Pour Yehoudah Loew, rabbin du ghetto juif de Prague en 1592, la
clé de l'énigme réside dans le Sefer Yetsirah,
le "livre de la création", et lorsque Rodolphe
II lui ordonne de lui confectionner un golem, une "masse
informe, (...) une personne artificielle, le serviteur idéal",
il se plonge des mois durant dans le texte sacré. Pour Victor
Werker, un célèbre chimiste de la fin du XXe siècle
qui attend son prix Nobel, Dieu n'a plus rien à voir dans
la procédure. Lui, qui déclare être "la
microbiologie moderne", a réussi à créer
la vie à partir de cristaux d'argile, à donner le
souffle à l'éobiont, "une créature
à la fois vivante et sans vie".
Le roman, construit principalement autour du point de vue de Werker,
fourmille d'analogies et de comparaisons enchevêtrées
les unes aux autres, et bien sûr de références
aux mythes de procréation (le monstre de Frankenstein, la
pièce de Karel Capek, R.U.R, dans laquelle le mot "robot"
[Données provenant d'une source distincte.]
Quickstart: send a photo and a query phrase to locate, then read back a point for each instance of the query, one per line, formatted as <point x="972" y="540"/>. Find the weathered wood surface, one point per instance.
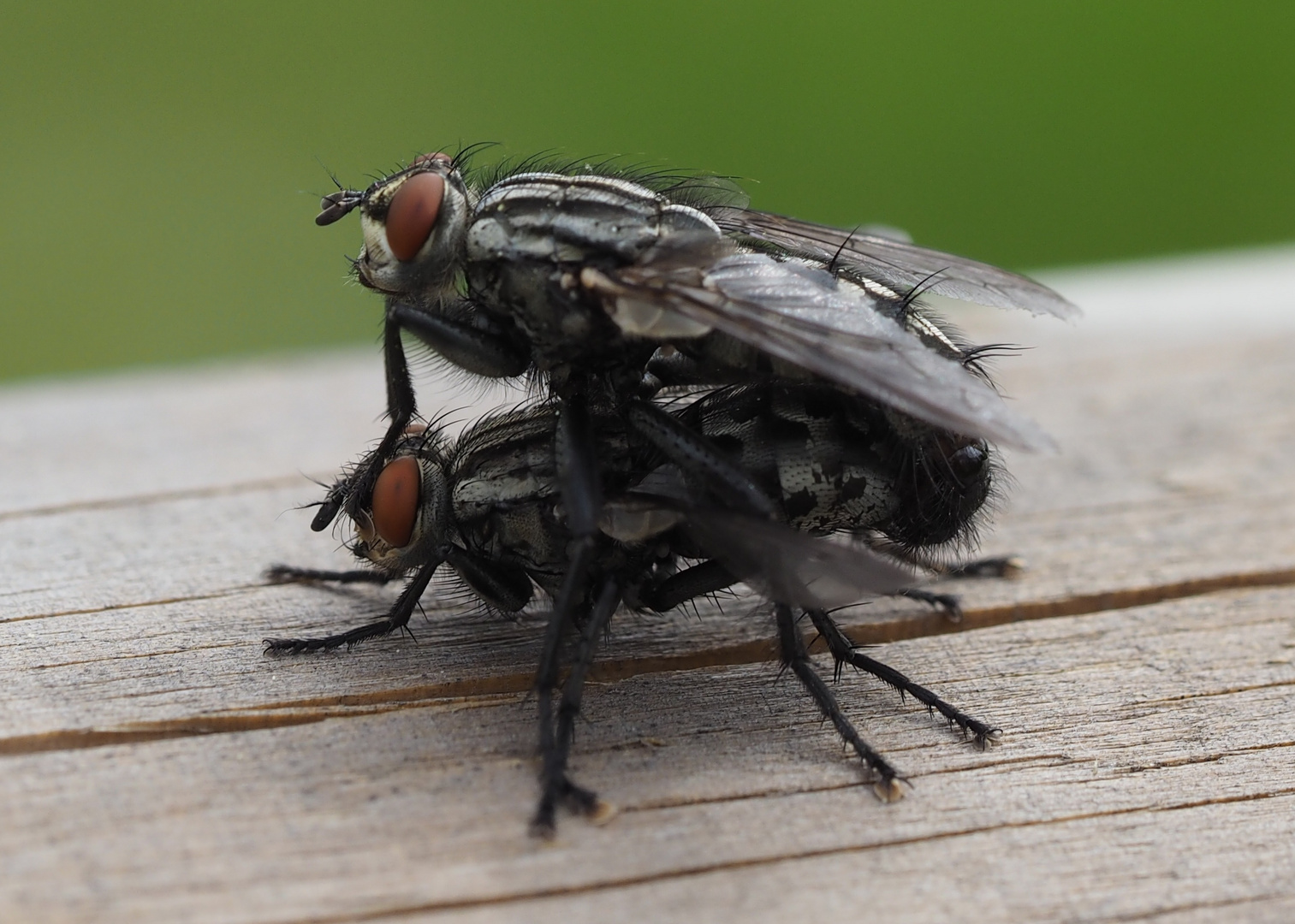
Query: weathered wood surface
<point x="156" y="767"/>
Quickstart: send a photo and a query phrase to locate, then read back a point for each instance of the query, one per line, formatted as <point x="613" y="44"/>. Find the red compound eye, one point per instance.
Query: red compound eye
<point x="412" y="214"/>
<point x="395" y="501"/>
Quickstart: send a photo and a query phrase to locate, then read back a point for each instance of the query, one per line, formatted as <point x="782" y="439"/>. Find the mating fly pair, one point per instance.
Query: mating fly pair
<point x="830" y="401"/>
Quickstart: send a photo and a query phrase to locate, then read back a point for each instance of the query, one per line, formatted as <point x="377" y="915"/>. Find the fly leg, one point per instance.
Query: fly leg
<point x="699" y="580"/>
<point x="482" y="348"/>
<point x="843" y="651"/>
<point x="465" y="335"/>
<point x="553" y="779"/>
<point x="1007" y="566"/>
<point x="401" y="408"/>
<point x="792" y="649"/>
<point x="582" y="497"/>
<point x="396" y="618"/>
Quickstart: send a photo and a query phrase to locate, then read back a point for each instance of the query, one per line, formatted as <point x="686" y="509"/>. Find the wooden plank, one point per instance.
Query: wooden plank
<point x="1127" y="737"/>
<point x="1145" y="769"/>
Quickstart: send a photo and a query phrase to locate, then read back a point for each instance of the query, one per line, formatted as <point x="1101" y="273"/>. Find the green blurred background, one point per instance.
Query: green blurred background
<point x="162" y="163"/>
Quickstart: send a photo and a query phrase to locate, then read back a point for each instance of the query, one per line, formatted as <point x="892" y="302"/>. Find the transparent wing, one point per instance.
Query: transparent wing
<point x="896" y="264"/>
<point x="805" y="316"/>
<point x="790" y="567"/>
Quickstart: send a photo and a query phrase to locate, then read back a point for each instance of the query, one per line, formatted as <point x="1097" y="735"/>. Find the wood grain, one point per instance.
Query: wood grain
<point x="156" y="767"/>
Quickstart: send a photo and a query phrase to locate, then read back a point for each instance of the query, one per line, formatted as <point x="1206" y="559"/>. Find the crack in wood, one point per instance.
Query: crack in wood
<point x="159" y="497"/>
<point x="316" y="709"/>
<point x="754" y="862"/>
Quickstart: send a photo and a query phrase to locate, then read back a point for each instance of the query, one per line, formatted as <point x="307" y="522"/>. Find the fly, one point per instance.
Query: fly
<point x="662" y="528"/>
<point x="609" y="285"/>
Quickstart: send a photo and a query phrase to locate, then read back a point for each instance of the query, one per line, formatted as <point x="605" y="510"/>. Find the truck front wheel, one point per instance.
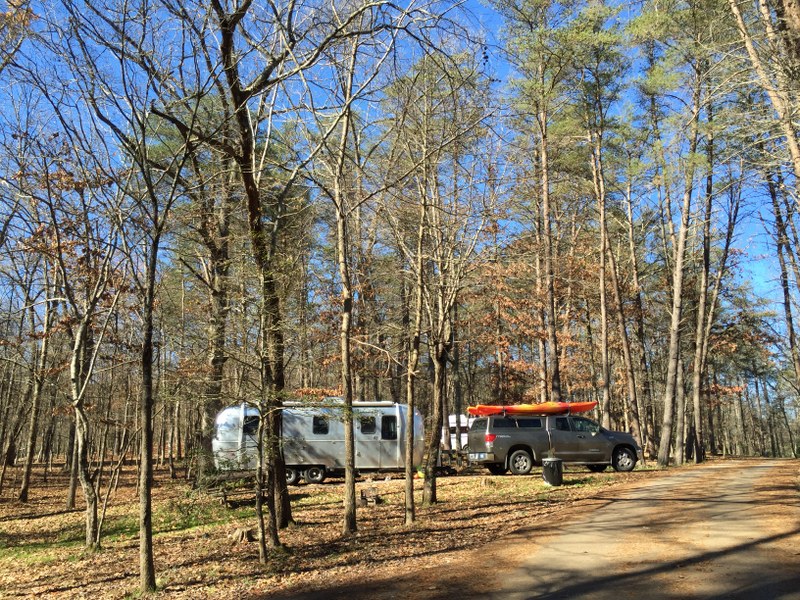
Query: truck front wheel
<point x="520" y="462"/>
<point x="624" y="459"/>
est apparu pour la première fois, en 1921, la genèse
biblique, naturellement, les métamorphoses d'Ovide, ou la
fable de Pygmalion) et l'on suit avec enthousiasme les pérégrinations
touristiques et professionnelles de ce Victor Werker, de Berkeley
à l'Egypte (il y est chargé d'étudier l'ADN
de momies), en passant par Venise, où il est invité
à un congrès intitulé , comme de bien entendu,
"Les origines de la vie dans l'Univers"... Dans le même
temps, les lettres qu'il écrit à sa femme Clara, par
le biais de sa fille Aurora, dévoilent ses interrogations
de scientifique, son malaise existentiel, ses souvenirs d'enfance.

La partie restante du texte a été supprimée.